Ich bin sicher, dass russische Energiespezialisten dahinterstecken, die unser Stromnetz gut kennen.
Unsere Reparaturteams arbeiten 24 Stunden während sieben Tagen, zudem hatten wir ein ziemlich grosses Lager an Ersatzteilen. Allerdings sind die Zerstörungen so gross, dass jedes Ersatzteillager irgendwann leer wäre.
Warum sind die russischen Angriffe so zielgerichtet?
Die Art und Weise und auch die Geografie der russischen Angriffe zeigen uns, dass es den Russen darum geht, möglichst viel Schaden anzurichten, das heisst, möglichst viele Menschen von der Stromversorgung abzuschneiden.
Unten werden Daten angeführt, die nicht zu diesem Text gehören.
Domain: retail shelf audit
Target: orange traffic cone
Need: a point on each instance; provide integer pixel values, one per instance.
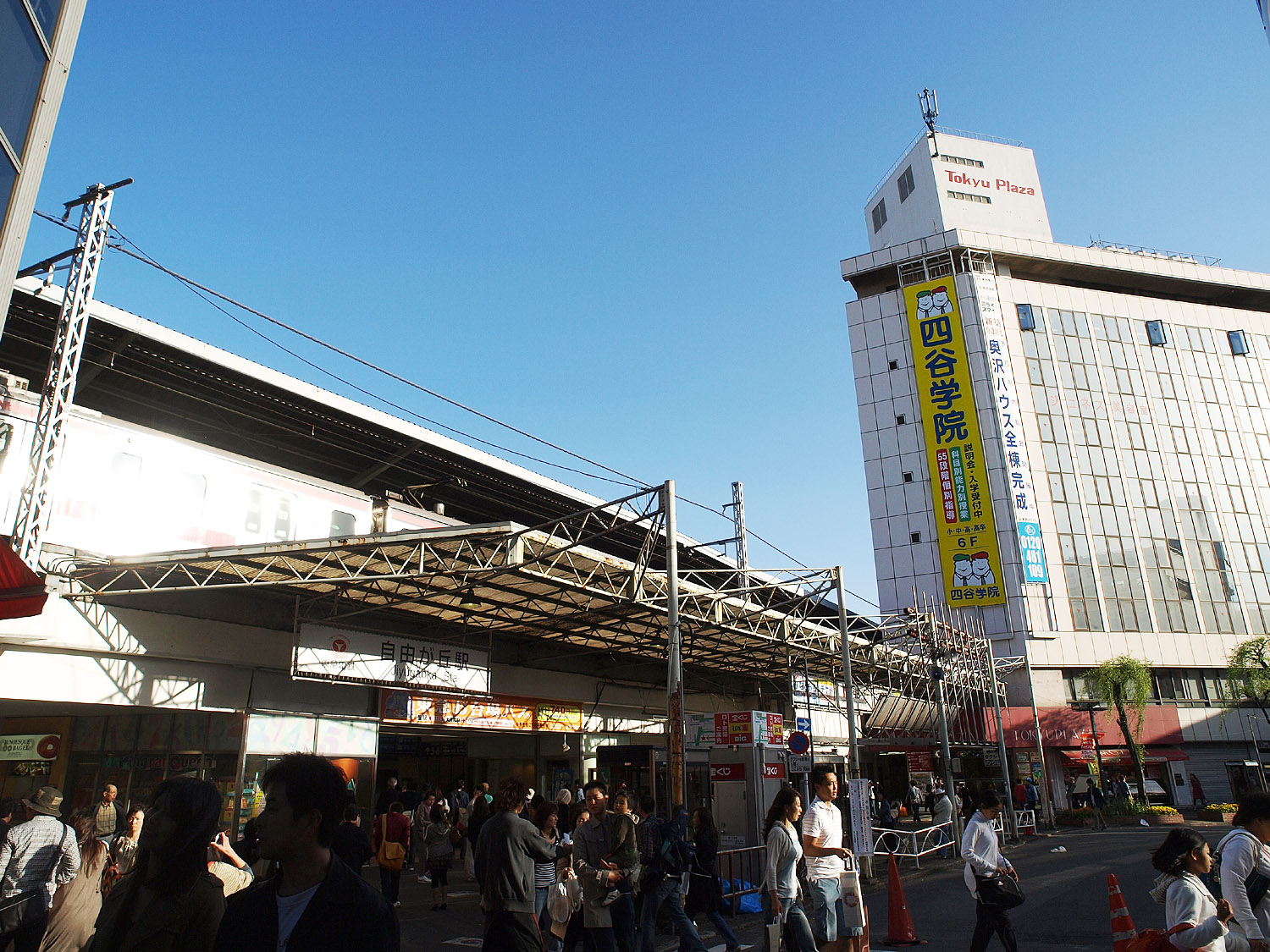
(1122, 923)
(899, 931)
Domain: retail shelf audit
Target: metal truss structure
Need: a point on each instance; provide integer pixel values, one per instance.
(55, 404)
(560, 583)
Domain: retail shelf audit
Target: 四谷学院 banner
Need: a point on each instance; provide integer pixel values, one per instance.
(964, 528)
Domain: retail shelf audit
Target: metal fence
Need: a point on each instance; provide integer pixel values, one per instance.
(742, 872)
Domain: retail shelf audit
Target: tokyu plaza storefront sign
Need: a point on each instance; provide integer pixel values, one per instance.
(967, 535)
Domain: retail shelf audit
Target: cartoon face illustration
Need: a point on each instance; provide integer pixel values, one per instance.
(982, 570)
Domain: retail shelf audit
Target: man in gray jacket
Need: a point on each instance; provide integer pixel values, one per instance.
(505, 850)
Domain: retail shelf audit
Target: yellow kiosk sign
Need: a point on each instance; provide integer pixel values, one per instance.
(969, 559)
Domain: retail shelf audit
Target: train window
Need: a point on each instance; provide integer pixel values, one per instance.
(254, 510)
(342, 523)
(282, 527)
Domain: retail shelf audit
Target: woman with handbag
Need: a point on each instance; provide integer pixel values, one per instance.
(990, 878)
(439, 842)
(391, 843)
(784, 852)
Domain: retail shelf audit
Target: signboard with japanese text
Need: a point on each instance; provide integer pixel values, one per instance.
(1008, 418)
(964, 528)
(748, 728)
(327, 652)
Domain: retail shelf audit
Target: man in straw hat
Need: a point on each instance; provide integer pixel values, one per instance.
(36, 858)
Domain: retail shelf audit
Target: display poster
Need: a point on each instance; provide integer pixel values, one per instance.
(861, 820)
(1013, 446)
(362, 658)
(965, 531)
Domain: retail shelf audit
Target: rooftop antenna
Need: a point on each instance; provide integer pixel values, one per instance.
(930, 113)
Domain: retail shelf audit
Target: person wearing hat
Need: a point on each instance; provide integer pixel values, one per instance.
(36, 860)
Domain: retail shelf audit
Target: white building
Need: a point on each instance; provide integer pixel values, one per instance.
(1120, 398)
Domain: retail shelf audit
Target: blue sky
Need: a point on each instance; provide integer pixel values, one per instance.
(619, 225)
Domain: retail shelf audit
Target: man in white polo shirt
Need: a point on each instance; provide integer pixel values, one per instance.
(822, 845)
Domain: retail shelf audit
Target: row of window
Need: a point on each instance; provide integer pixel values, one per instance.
(1168, 685)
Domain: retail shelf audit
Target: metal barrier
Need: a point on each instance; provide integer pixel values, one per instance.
(914, 843)
(742, 866)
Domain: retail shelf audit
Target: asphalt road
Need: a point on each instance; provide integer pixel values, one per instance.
(1066, 908)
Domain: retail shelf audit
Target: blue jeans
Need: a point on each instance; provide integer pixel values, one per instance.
(668, 893)
(827, 909)
(798, 929)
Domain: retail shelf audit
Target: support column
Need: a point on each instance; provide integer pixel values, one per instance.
(675, 660)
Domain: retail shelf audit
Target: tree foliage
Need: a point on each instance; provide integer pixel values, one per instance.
(1247, 674)
(1124, 685)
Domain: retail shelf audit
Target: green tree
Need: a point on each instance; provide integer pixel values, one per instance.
(1247, 675)
(1124, 685)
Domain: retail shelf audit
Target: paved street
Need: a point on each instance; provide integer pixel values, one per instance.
(1066, 909)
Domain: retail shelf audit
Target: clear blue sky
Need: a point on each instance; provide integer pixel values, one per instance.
(619, 225)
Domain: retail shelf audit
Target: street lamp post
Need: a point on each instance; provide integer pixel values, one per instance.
(1091, 706)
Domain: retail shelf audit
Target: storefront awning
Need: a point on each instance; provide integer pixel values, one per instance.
(22, 592)
(1115, 756)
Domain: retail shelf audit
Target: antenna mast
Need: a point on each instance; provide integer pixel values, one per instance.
(55, 403)
(930, 113)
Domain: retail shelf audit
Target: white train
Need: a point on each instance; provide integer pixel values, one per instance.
(126, 490)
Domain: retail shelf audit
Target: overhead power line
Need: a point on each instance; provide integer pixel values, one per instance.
(202, 291)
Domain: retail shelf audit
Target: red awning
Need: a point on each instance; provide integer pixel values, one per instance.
(22, 592)
(1152, 756)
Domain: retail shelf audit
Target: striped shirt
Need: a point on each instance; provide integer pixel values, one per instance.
(32, 861)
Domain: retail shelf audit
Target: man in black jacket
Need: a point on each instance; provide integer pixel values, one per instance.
(315, 901)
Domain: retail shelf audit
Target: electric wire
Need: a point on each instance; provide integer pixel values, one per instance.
(202, 291)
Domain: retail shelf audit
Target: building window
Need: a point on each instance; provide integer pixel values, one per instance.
(879, 215)
(906, 184)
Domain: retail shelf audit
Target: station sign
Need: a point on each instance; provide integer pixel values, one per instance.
(345, 655)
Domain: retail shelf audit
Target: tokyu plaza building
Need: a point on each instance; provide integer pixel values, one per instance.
(1071, 444)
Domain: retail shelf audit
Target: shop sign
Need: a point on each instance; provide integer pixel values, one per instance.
(748, 728)
(558, 718)
(1010, 421)
(965, 530)
(327, 652)
(30, 746)
(919, 761)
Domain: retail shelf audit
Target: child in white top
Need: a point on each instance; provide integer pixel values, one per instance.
(1183, 858)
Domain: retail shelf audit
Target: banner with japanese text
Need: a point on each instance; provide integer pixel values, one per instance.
(1021, 495)
(964, 528)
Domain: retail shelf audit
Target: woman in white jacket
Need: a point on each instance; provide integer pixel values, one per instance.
(1183, 858)
(983, 860)
(1244, 853)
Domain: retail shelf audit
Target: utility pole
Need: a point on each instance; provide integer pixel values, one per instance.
(64, 360)
(675, 660)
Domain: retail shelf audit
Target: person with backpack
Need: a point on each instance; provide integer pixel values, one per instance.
(665, 857)
(1245, 870)
(784, 853)
(1201, 921)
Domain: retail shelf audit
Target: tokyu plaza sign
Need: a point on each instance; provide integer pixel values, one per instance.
(965, 531)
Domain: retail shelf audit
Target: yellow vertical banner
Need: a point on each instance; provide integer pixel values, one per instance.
(969, 559)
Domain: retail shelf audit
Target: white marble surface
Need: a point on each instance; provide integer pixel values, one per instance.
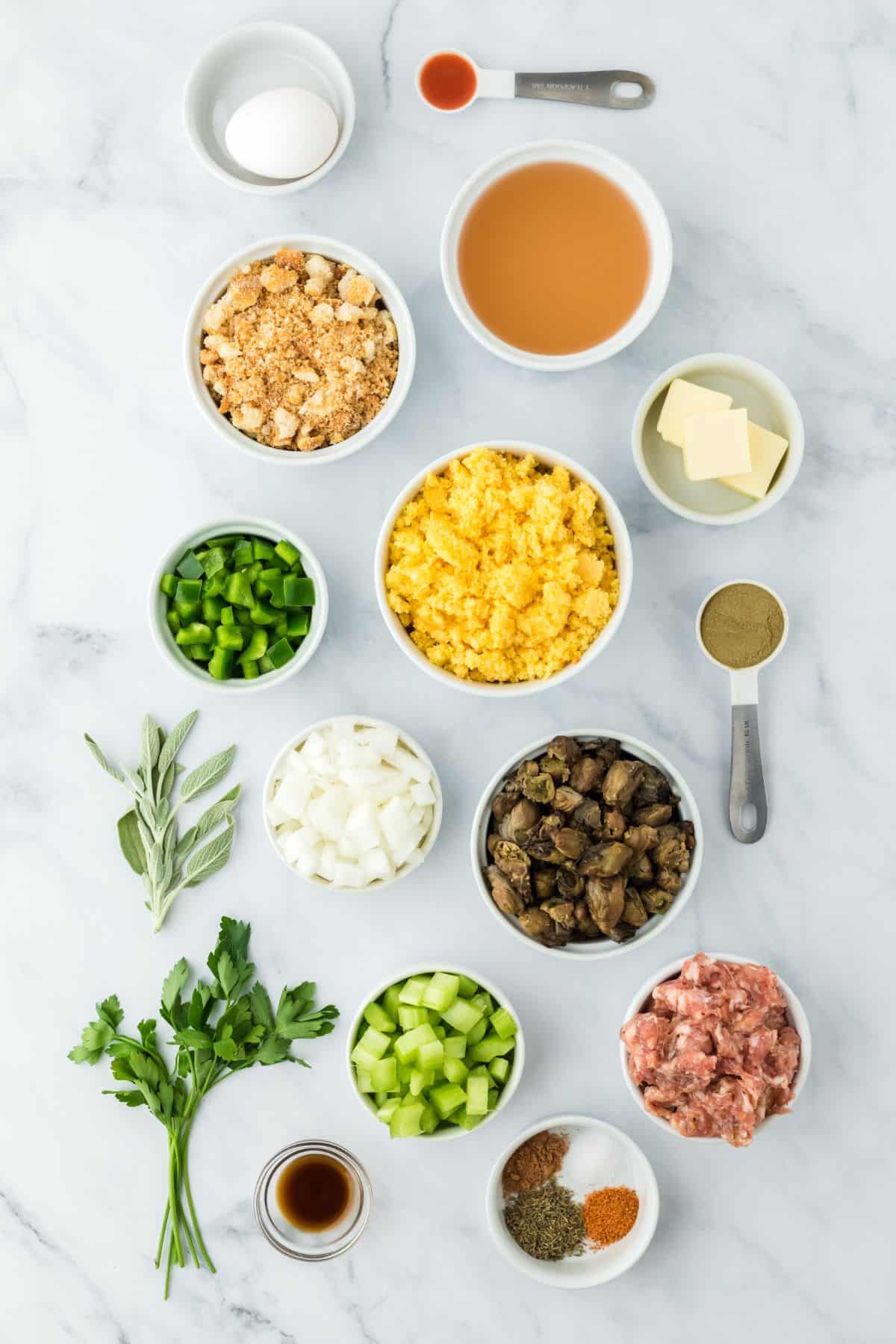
(768, 147)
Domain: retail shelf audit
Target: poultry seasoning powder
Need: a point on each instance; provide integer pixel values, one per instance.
(503, 570)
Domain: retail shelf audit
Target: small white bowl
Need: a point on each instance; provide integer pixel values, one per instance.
(276, 774)
(196, 671)
(622, 544)
(335, 250)
(623, 1164)
(500, 998)
(795, 1012)
(603, 948)
(620, 172)
(768, 402)
(250, 60)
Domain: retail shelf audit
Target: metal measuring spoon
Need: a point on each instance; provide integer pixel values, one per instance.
(623, 90)
(747, 803)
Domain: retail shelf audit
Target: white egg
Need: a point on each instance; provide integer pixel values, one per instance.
(282, 134)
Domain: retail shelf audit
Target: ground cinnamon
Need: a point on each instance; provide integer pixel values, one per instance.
(610, 1214)
(535, 1162)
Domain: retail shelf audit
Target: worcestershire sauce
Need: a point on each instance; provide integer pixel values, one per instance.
(314, 1192)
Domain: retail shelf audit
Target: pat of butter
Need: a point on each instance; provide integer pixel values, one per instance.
(766, 452)
(716, 444)
(682, 399)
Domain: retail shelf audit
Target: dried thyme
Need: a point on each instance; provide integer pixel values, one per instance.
(547, 1222)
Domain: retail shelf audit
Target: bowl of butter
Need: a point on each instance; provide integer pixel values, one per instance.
(718, 438)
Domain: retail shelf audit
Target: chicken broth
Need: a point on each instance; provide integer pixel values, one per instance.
(554, 258)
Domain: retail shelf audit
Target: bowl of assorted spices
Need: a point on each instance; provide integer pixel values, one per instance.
(573, 1202)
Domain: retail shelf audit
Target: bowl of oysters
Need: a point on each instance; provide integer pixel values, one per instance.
(588, 844)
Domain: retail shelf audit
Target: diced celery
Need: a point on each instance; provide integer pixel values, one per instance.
(454, 1068)
(477, 1095)
(421, 1078)
(375, 1042)
(385, 1074)
(448, 1097)
(363, 1058)
(503, 1023)
(500, 1068)
(406, 1120)
(492, 1046)
(408, 1045)
(413, 991)
(477, 1031)
(441, 991)
(378, 1018)
(429, 1120)
(461, 1015)
(430, 1055)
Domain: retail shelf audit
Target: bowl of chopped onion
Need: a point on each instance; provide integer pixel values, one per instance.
(352, 803)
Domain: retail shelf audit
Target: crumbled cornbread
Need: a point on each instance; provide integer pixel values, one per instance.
(503, 570)
(299, 351)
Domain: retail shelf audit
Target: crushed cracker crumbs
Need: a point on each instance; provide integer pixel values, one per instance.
(503, 569)
(300, 351)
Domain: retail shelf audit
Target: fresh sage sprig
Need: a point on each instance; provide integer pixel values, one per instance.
(148, 833)
(220, 1028)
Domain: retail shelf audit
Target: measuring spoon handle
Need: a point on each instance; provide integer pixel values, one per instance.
(747, 785)
(593, 87)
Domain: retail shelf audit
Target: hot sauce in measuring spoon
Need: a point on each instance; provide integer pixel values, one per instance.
(448, 81)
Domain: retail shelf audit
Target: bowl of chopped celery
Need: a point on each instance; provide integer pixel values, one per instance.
(238, 605)
(435, 1054)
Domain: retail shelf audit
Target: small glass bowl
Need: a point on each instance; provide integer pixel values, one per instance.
(312, 1246)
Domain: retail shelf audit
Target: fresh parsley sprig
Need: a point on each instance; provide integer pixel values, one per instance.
(220, 1028)
(148, 833)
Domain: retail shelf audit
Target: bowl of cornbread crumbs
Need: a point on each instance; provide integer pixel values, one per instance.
(300, 349)
(503, 569)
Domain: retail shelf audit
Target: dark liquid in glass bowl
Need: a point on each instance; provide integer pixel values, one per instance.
(314, 1192)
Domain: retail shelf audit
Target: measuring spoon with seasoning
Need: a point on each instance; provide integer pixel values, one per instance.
(450, 81)
(742, 626)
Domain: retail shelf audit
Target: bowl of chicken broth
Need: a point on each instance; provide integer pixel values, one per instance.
(556, 255)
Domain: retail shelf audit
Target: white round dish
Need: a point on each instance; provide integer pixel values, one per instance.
(768, 402)
(797, 1019)
(605, 948)
(276, 773)
(622, 544)
(195, 671)
(500, 998)
(615, 1160)
(335, 250)
(588, 156)
(249, 60)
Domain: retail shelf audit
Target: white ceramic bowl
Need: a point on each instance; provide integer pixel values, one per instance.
(794, 1011)
(276, 773)
(623, 1164)
(249, 60)
(196, 671)
(500, 998)
(768, 402)
(615, 523)
(603, 948)
(335, 250)
(588, 156)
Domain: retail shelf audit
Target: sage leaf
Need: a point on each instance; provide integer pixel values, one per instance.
(211, 858)
(131, 844)
(111, 769)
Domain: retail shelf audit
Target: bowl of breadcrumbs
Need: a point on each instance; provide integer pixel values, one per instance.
(300, 349)
(503, 569)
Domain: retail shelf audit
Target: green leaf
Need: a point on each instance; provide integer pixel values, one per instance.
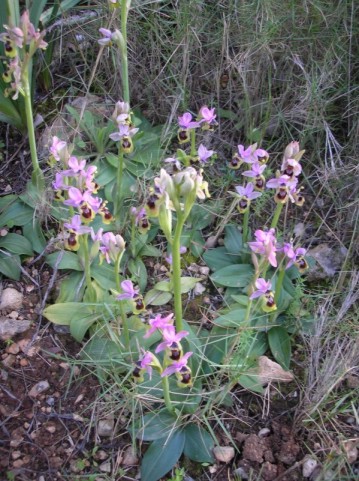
(198, 445)
(157, 298)
(161, 456)
(156, 425)
(72, 288)
(104, 275)
(17, 213)
(280, 345)
(150, 251)
(233, 239)
(17, 244)
(218, 258)
(10, 266)
(139, 271)
(64, 260)
(238, 275)
(33, 232)
(188, 283)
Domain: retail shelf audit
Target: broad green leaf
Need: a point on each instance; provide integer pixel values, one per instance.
(156, 425)
(157, 298)
(16, 244)
(10, 266)
(161, 456)
(198, 445)
(218, 258)
(280, 345)
(233, 240)
(188, 283)
(64, 260)
(232, 318)
(17, 213)
(6, 200)
(139, 271)
(164, 286)
(238, 275)
(104, 275)
(33, 232)
(72, 288)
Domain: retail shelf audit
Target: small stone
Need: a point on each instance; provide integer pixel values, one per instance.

Gewöhnliche Militärs wüssten nicht, welche Ziele man dafür angreifen muss.
Ich bin deswegen sicher, dass dahinter russische Energiespezialisten stecken, die unser Stromnetz gut kennen. Sie sind in meinen Augen genauso schuldig wie die Militärs, die auf den Abschussknopf der Raketen drücken. Meine Firma hat schon drei Mitarbeiter verloren bei diesen Attacken. Diese Leute sind also Mörder.
Welche Hilfe bekommt die Ukraine aus dem Westen?
Wir arbeiten eng mit europäischen Netzbetreibern zusammen, übrigens auch mit Swissgrid, um herauszufinden, welche Ersatzteile wir von ihnen beziehen könnten.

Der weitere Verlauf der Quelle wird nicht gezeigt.